Somewhat unhappy interactions with the media recur through Mr Gould's career. Shortly after he complained about the sexism he detected in a television advertisement for British Caledonian Airways (lots of air hostesses in kilts obligingly servicing men in suits), he was invited to appear on Wogan. He did not learn until he turned up that the producer had in mind a part in a pageant in which a squadron of kilted hostesses would march on to an adaptation of the Beach Boys hit, "I wish they all could be Caledonian girls". With a minute remaining before the show went out live, Gould abandoned the studio.
This wasn't the kind of thing Gould was expecting when he came to politics. He had never seen Britain until he won a scholarship to Oxford. It was there, he says, he saw the British class system in relief. He says he really thinks he became a politician for altruistic reasons, "to make a difference ... but then you realise how difficult that is. Labour was a disappointment to me because I had assumed that by joining, I'd be introduced to this wonderful body of knowledge and principle. In fact, mainly it was other people like me, just feeling their way."

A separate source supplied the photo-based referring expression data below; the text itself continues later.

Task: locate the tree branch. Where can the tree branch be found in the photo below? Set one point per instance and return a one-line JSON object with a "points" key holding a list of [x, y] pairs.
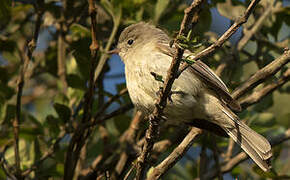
{"points": [[262, 74], [224, 37], [81, 133], [21, 81], [154, 118], [256, 96], [176, 155], [242, 156], [248, 34]]}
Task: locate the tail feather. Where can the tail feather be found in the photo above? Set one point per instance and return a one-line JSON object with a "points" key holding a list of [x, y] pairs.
{"points": [[255, 145]]}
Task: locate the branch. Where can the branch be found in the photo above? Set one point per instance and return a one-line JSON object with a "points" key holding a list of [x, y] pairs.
{"points": [[81, 134], [21, 82], [154, 118], [224, 37], [262, 74], [248, 34], [176, 155], [242, 156], [51, 150]]}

He won seats in Southampton and Dagenham. He ascended into the Shadow Cabinet. But as Labour struggled to make itself electable, Gould tended to find himself speaking on behalf of what was being left behind. He clashed with Kinnock over privatisation and nuclear weapons. He came across as an ideas man, removed from the practicalities. "I think I was an uncomfortable colleague for that reason," he says.
Gould's book displays the ability, unique to political memoirs, to dwell on a succession of personal setbacks without actually conceding anything. "I was disappointed in, but not surprised at ..." is a typical construction. In person, he appears more flexible. He confesses that when he heard the news of John Smith's heart attack, the dark thought dropped into his mind, "just for 10 seconds - what does this mean for me?"

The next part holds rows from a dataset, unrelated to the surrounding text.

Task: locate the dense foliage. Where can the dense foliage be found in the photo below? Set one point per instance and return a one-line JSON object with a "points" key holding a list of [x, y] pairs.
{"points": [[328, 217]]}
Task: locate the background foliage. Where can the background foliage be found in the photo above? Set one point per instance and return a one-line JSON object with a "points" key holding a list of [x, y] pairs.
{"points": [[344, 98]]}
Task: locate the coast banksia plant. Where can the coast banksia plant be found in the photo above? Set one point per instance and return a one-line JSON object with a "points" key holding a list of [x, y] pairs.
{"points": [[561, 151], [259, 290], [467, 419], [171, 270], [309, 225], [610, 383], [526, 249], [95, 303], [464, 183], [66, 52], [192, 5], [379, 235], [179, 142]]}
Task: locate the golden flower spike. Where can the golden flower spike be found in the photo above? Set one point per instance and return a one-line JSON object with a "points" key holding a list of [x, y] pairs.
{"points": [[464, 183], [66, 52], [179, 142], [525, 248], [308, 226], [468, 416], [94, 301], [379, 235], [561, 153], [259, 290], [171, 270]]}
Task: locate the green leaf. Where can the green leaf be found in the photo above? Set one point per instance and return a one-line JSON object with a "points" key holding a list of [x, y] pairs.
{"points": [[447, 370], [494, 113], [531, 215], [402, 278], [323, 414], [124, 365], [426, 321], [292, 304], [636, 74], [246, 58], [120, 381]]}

"It has to be a matter of regret," he says, "that you spend 20 years of the most productive period of your life and you don't get into power. In a different political era, I might have done very well."
What about in the present political era?
"I don't suppose I would have figured much in Tony's plans. Increasingly I could see in 1992 that I would be listened to only in as much as I was critical of the Labour Party. I would have gone on enjoying the fruits of being recognised and listened to, but increasingly as a peripheral figure. And with a long, slow decline ahead of me. My overriding feeling about leaving is, 'Thank heavens I did.' "
He would clearly have had a problem with Blair's adviser Peter Mandelson. Gould's book claims that Mandelson fed stories to the press to ensure the succession of those with Mandelson's best interests at heart - Tony Blair and Gordon Brown. This was part of the in-fighting which Gould says sickened him in the end.
During his own leadership campaign, a false story was issued to the press that he was standing down. "I smelled a rat," is all Gould's book says. Gould says his libel lawyer advised him to remove the name from the text. "I know who did it," he says, sounding momentarily like a teacher. "I don't want to sound prissy and I'm not a saint, but I just do not accept that you should behave in politics any differently from the way you behave in ordinary life.
"Most politicians grossly overstate the importance of politics," he says. "Politics actually doesn't matter hugely to most people, anyway. That's the first mistake politicians make. They think politics is the greatest show on earth. In fact, most people are happy or sad according to whether they've just been chucked by their girlfriend or promoted at work."
Recently, reading Edwina Currie's terrible novel A Party Affair ("I was asked to review it," he insists), Gould discovered himself popping up as a character, somewhere around the 300-page mark. Gould adds: "Just a bit player, I should say." She's a cruel satirist, that Edwina Currie.